Como funcionava a ‘fábrica’ de documentos

De acordo com a sentença, o grupo criou uma verdadeira ‘fábrica’ de identidades falsas. Eram produzidos kits com certidões de nascimento, CPFs e títulos de eleitor de pessoas inexistentes, usados para abrir contas e receber benefícios do INSS.

A sentença descreve que, na maioria dos casos, as identidades eram registradas como de pessoas não alfabetizadas, o que permitia saques e provas de vida apenas com impressões digitais, sem assinatura.

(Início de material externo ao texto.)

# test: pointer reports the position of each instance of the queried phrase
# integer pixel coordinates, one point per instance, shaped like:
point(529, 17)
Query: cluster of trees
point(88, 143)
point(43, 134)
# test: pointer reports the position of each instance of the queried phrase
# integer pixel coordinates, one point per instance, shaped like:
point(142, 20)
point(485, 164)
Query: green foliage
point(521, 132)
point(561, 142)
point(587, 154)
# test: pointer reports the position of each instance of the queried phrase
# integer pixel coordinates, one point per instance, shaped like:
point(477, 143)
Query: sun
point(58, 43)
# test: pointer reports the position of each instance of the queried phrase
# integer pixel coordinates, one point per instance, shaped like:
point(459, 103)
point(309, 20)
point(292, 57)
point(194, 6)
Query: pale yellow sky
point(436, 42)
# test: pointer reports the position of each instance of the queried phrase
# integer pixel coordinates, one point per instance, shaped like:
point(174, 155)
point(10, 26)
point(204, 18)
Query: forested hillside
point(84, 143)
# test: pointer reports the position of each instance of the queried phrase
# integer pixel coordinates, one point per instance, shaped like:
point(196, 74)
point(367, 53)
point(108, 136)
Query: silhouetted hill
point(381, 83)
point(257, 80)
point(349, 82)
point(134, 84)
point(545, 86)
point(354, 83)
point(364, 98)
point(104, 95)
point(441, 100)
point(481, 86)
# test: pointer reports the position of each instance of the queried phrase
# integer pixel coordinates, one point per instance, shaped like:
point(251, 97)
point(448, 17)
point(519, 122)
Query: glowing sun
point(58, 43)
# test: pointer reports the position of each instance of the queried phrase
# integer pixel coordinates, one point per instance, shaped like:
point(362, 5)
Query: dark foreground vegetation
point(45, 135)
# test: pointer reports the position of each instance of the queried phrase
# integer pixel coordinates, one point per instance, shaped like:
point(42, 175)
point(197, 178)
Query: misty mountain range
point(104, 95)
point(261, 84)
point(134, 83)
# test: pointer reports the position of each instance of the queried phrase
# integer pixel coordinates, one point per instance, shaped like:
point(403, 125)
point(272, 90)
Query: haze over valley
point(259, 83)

Acusações, réus e processo

As rés são Sandra Maria Pereira de Oliveira, Ilma Itamar dos Santos e Graziela Conceição Lobato Falagan. Elas foram denunciadas pelo Ministério Público Federal (MPF) por estelionato previdenciário, e a decisão é da 2ª Vara Federal Criminal de Vitória.

O julgamento foi concluído em 21 de janeiro, e a sentença foi assinada pela juíza Flávia Rocha Garcia em 19 de dezembro de 2025. A investigação teve início a partir de uma denúncia anônima e seguiu com apurações da Polícia Federal.

Condenações, penas e valores de ressarcimento

As penas foram aplicadas conforme a participação de cada uma no esquema. Graziela Conceição Lobato Falagan foi responsabilizada por fraudes ligadas a 38 benefícios e teve pena de 9 anos, 7 meses e 16 dias. Ilma Itamar dos Santos foi responsabilizada por 13 benefícios e recebeu pena de 7 anos e 13 dias. Sandra Maria Pereira de Oliveira foi condenada por um caso específico e teve pena reduzida para 1 ano e 4 meses, após pedido da defesa alegando idade avançada.

A Justiça Federal determinou também o ressarcimento mínimo ao INSS, com valores estabelecidos na sentença: Graziela deverá devolver R$ 3.220.789,88, Ilma deverá ressarcir R$ 1.255.281,84, e Sandra foi condenada ao pagamento de R$ 92.379,44. O prejuízo é estimado em mais de R$ 7 milhões.

Desdobramentos e investigação em andamento

As investigações continuam em andamento para identificar outras possíveis vítimas e envolvidos. A Justiça aplicou as penas e determinou o ressarcimento, sem excluir outras multas ou medidas que possam surgir no processo.

A reportagem informou também que a defesa de uma das rés pediu redução de pena por idade, pedido que foi aceito pela Justiça, e que o g1 não conseguiu localizar os advogados das acusadas, nem teve retorno do INSS até a publicação.